Motivation
The primary objective of this system is to create new ways for artists to make a living doing more of what they do best (art) and less of everything else. Mixing business into art has a well established history of ruining the art, and my goal is to use technology to prevent that.
The secondary goal is to make the web a more beautiful place, and provide writers and curators a way to support their work without resorting to polluting their websites with noxious images and experiences.
Overview
Artists list one-of-a-kind, physical pieces of art for sale and upload a high- quality image for each piece. Website publishers (bloggers, etc.) embed these images into their sites, posts, etc. instead of regular advertising. Visitors to each website can click on the images and purchase the piece. A portion of the purchase goes to the website publisher, a portion goes to ArtAds and the bulk of the purchase price goes to the artist.
Once a piece is purchased, the image is removed from the website and replaced with another piece.
Not only does this remove the need for unpredictable and often ugly, intrusive advertising from websites, it also provides a convenient way for publishers to add visually interesting images to their content when relevant images are not appropriate or available (this was very common in the early days of blogging, to include photos of dogs, landscapes, etc. to keep a text-heavy post visually interesting).
Technical Implementation
I think the technical implementation can be very simple, at least initially.
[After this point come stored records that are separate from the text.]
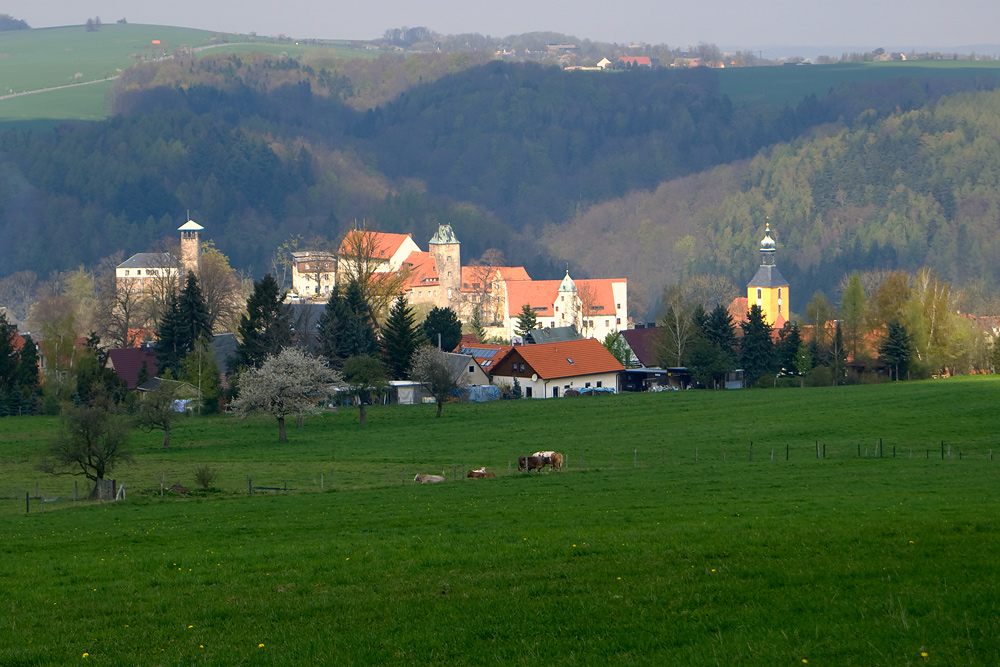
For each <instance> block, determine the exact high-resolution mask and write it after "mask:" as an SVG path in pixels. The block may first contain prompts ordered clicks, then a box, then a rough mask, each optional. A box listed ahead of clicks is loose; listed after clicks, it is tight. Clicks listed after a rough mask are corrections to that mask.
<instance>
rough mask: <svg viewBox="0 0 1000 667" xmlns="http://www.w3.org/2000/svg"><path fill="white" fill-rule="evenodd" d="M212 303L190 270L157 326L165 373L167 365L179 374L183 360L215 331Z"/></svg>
mask: <svg viewBox="0 0 1000 667" xmlns="http://www.w3.org/2000/svg"><path fill="white" fill-rule="evenodd" d="M208 321H209V318H208V307H207V306H206V305H205V299H204V298H203V297H202V294H201V288H200V287H199V286H198V278H196V277H195V275H194V273H192V272H190V271H188V275H187V281H186V282H185V284H184V289H182V290H181V291H180V293H174V294H171V295H170V297H169V302H168V304H167V308H166V310H165V311H164V313H163V317H162V318H161V319H160V323H159V327H158V330H157V339H158V340H157V344H156V359H157V362H158V363H159V366H160V371H161V373H162V372H163V371H165V370H167V369H169V370H170V372H171V373H172V374H173V375H174V377H177V374H178V372H179V370H180V364H181V360H182V359H183V358H184V355H186V354H187V353H188V352H190V351H191V350H193V349H194V347H195V343H196V342H197V340H198V339H199V338H200V337H202V336H207V335H211V331H210V330H209V325H208Z"/></svg>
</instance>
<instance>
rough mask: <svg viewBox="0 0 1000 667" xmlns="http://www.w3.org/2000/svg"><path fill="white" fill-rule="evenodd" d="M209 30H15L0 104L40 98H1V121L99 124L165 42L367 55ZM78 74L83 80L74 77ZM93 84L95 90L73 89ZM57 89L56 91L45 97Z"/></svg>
mask: <svg viewBox="0 0 1000 667" xmlns="http://www.w3.org/2000/svg"><path fill="white" fill-rule="evenodd" d="M215 34H216V33H212V32H210V31H207V30H198V29H194V28H181V27H175V26H157V25H142V24H134V23H128V24H118V23H105V24H103V25H102V26H101V29H100V30H97V31H95V32H87V31H86V29H85V27H84V26H82V25H81V26H66V27H61V28H42V29H36V30H16V31H9V32H2V33H0V97H3V96H5V95H10V94H11V93H20V92H24V91H43V90H44V92H36V93H32V94H30V95H23V96H16V97H7V98H6V99H0V121H16V122H18V123H22V122H24V121H26V120H33V119H50V120H101V119H104V118H107V117H108V114H109V113H110V110H111V105H110V103H109V100H108V93H109V92H110V90H111V83H110V81H109V79H111V78H112V77H115V76H117V75H118V74H120V73H121V71H122V70H124V69H126V68H128V67H130V66H131V65H133V64H135V62H136V58H135V57H134V56H137V55H143V56H146V57H148V56H149V54H150V47H151V42H152V40H154V39H158V40H160V42H161V44H162V47H163V48H165V49H166V50H167V52H168V53H169V52H172V51H173V50H174V49H176V48H178V47H188V48H191V49H198V51H197V53H198V54H199V55H204V54H206V53H220V52H221V53H242V52H247V51H260V52H263V53H269V54H273V55H279V54H281V53H287V54H288V55H290V56H292V57H296V56H302V55H303V54H305V53H308V52H315V51H324V52H327V51H329V52H332V53H334V54H335V55H336V56H337V57H340V58H346V57H361V56H368V57H370V54H367V53H366V52H363V51H358V50H356V49H350V48H349V47H348V45H347V43H346V42H324V43H322V44H302V45H298V44H294V43H287V42H282V43H275V42H273V41H268V38H266V37H257V38H254V41H253V42H252V43H251V42H247V41H243V40H247V39H249V38H247V37H244V36H239V35H226V36H225V38H226V39H228V40H229V42H230V43H219V42H217V41H215V40H213V35H215ZM77 75H79V76H77ZM91 82H97V83H93V85H84V86H79V85H72V86H71V87H68V88H60V86H70V85H71V84H80V83H91ZM49 88H55V90H45V89H49Z"/></svg>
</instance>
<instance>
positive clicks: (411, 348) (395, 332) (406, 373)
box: [382, 296, 420, 380]
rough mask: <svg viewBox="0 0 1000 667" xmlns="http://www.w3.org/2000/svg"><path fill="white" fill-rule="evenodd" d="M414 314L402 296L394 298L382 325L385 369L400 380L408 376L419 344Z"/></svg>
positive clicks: (409, 374) (391, 374)
mask: <svg viewBox="0 0 1000 667" xmlns="http://www.w3.org/2000/svg"><path fill="white" fill-rule="evenodd" d="M416 319H417V318H416V315H415V314H414V312H413V308H411V307H410V306H409V304H407V302H406V299H405V298H404V297H402V296H399V297H397V298H396V300H395V301H394V302H393V304H392V308H391V309H390V310H389V319H388V320H386V322H385V326H384V327H382V348H383V350H384V357H385V366H386V371H387V372H388V375H389V377H390V378H392V379H395V380H402V379H405V378H407V377H409V376H410V363H411V361H412V360H413V353H414V352H415V351H416V349H417V346H418V345H419V344H420V333H419V332H418V330H417V325H416Z"/></svg>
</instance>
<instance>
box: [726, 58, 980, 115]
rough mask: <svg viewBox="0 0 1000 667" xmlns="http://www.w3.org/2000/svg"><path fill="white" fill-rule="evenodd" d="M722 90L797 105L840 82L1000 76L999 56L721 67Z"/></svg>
mask: <svg viewBox="0 0 1000 667" xmlns="http://www.w3.org/2000/svg"><path fill="white" fill-rule="evenodd" d="M717 73H718V76H719V84H720V89H721V91H722V92H723V93H724V94H726V95H728V96H729V98H730V99H731V100H732V101H733V102H734V103H735V104H750V105H755V104H772V105H776V106H781V105H784V104H788V105H790V106H793V107H794V106H795V105H797V104H798V103H799V102H801V101H802V100H804V99H805V98H807V97H809V96H810V95H815V96H816V97H817V98H819V99H822V98H823V97H825V96H826V94H827V93H829V92H830V91H831V90H833V89H835V88H837V87H839V86H842V85H860V84H865V83H872V82H878V81H892V80H894V79H903V78H911V79H928V78H932V79H937V78H980V79H991V80H996V79H997V78H1000V61H978V60H975V61H973V60H914V61H906V62H887V63H838V64H833V65H787V66H781V67H741V68H732V69H724V70H717Z"/></svg>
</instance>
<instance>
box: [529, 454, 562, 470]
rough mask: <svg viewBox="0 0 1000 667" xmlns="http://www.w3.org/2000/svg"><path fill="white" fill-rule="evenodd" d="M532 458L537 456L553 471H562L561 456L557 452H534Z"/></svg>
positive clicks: (561, 459)
mask: <svg viewBox="0 0 1000 667" xmlns="http://www.w3.org/2000/svg"><path fill="white" fill-rule="evenodd" d="M532 456H537V457H538V458H541V459H542V460H544V461H545V463H547V464H549V465H551V466H552V469H553V470H562V462H563V455H562V454H560V453H559V452H535V453H534V454H532Z"/></svg>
A website where artists can sign-up, add pieces (name, price, photo, perhaps more info), manage inventory (shipping updates, etc.) and provide payment information (probably processed via Stripe, PayPal, etc.). Another website (perhaps the same as above, but not if it’s confusing) where publishers can create an account to generate image tags, download/install plugins for popular blogging/website platforms and provide payment information for their portion of a sale.
These could be implemented using any common “tech stack” but I think it’s important that the interfaces are built on top of a standard API (or ideally, a public protocol) so that the system is easy to adapt and consume for unanticipated applications.
Notes
There are of course a million details that could be added or addressed, but I think it’s important to build something very basic first to take measurements in the field and see if it works as expected. There’s a number of potential “knobs to turn” to see what would make the system perform best for all parties involved (creator, curator, consumer) and I want to avoid jumping to any conclusions or adding any complexity without first having some empirical data for guidance.